Irmgard Furchner, la 'secretaria del mal' nazi, condenada a los 97 años

Ha sido uno de los últimos juicios a los verdugos del Holocausto. Dos años de prisión por complicidad en 10.505 asesinatos, que no cumplirá dada su edad. Era mecanógrafa del jefe de un campo de concentración

Supervivientes del Holocausto, el último hilo de la memoria

Irmgard Furchner, el pasado 20 de diciembre AFP

La anciana de la imagen, protegida de miradas molestas durante meses ora por gafas negras a lo María Callas, ora por un velo blanco y siempre con el rostro pixelado en las fotos por exigencias del juez, es cómplice de la muerte de 10. ... 505 personas.

Fue en Stutthof, el campo de concentración cerca de Gdansk, en la Polonia ocupada por los nazis donde ejerció como mecanógrafa entre 1943 y 1945 en su mismo centro neurálgico: la oficina del comandante de aquel moridero, Paul Werner Hoppe. Le apodan 'la secretaria del mal'. Ella transcribía las órdenes que él dictaba y llevaba su correspondencia. Así lo ha determinado un tribunal especial de menores de la ciudad alemana de Itzehoe, cuando sucedieron los hechos ella no había cumplido los 21, que la semana pasada la condenó a dos simbólicos años de cárcel que no pagará interna dada su avanzada edad.

Es lo que tienen la justicia o la compasión, y también los rocambolescos esfuerzos que la mujer ha invertido en atrasar este proceso, incluidos no solo incontables y sucesivos problemas de salud, sino además una cómica fuga en taxi de la residencia donde habita que perpetró en septiembre de 2021, el mismo día que le tocaba defenderse desde el banquillo.

Ella «aseguró el funcionamiento del campo». Transcribía las órdenes del comandante, llevaba su correo

A saber. Según la fiscalía, el trabajo administrativo de Irmgard Furchner «aseguró el buen funcionamiento del campo» y otorgó a la entonces joven «el conocimiento de todos los sucesos en Stutthof». «Si la acusada miraba por la ventana, podía ver a los nuevos prisioneros que estaban siendo seleccionados», -reclamó la representante del Ministerio Público, Maxi Wantzen, durante la vista, según el rotativo Die Welt -, «nadie podría pasar por alto el humo del crematorio o no notar el olor a cadáveres quemados». Las crónicas cuentan que Furchner ha escuchado una sesión tras otra impasible sentada en silla de ruedas, y que solo en una de las últimas, este diciembre habló para decir «siento todo lo que sucedió». Sin más.

Las investigaciones documentan que en Stutthof, abierto en 1939 y liberado en 1945, se dio muerte a más de 65.000 personas, muchos de ellos judíos, pero también «partisanos polacos y prisioneros de guerra ruso-soviéticos». Se utilizaron métodos de lo más imaginativos propios de la maquinaria de asesinar de Hitler, ejecuciones de un tiro, cámaras de gas, hambre, trabajos forzados extremos que contaron para mayor agonía con la ayuda del tifus, que azotó a aquellos desgraciados enfermándoles y debilitándoles hasta lo inhumano.

A nadie se escapa que esta sentencia es una de las últimas que se improndrá a un verdugo del Holocausto.
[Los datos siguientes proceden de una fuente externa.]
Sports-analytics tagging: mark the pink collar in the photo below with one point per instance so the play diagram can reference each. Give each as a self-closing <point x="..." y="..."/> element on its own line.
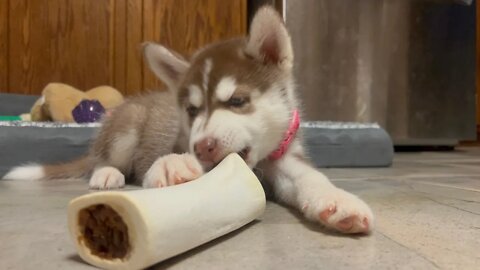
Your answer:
<point x="287" y="138"/>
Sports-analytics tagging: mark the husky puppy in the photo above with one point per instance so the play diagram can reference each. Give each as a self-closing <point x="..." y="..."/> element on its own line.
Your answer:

Si por razones biológicas, los supervivientes están cerca de desaparecer de la Tierra, ellos también y el hecho de que estén siendo sometidos a la ley 76 años después del fin de los juicios de Nuremberg no ha dejado de suscitar la controversia. Los crímenes de guerra y contra la Humanidad no prescriben. Por mucho que los abogados de la ex mecanógrafa hayan tratado de hacer descarrilar las evidencias contra su patrocinada avisando, entre otros, de que la documentación que pasaba por su escritorio estaba codificada. Luego nada podía saber.

El precedente histórico de John Demjanjuk, ex guardia en Sobibor ya condenado en 2011 por complicidad en la aniquilación de judíos, ha allanado el camino para este proceso. Abrió la puerta a culpar a cualquiera que hubiera desempeñado alguna función en los campos de la muerte, por muy lejos que hubiera permanecido de los gatillos y la llave del gas. Pero en este caso han pesado sobre todo los testimonios, como el de Mandfred Goldberg, ocho meses encerrado en Stutthof, que restó todo crédito a la posibilidad de que la mujer ignorase lo que ocurría en aquel , cuando -dijo- hasta los informes de «cuánto pelo rapado a los reclusos se recogía, pasaban por su despacho». Conste su lamento, que la pena por 10.000 crímenes sea la misma que se impone a un ladrón común. Aunque siquiera vaya a pagarla.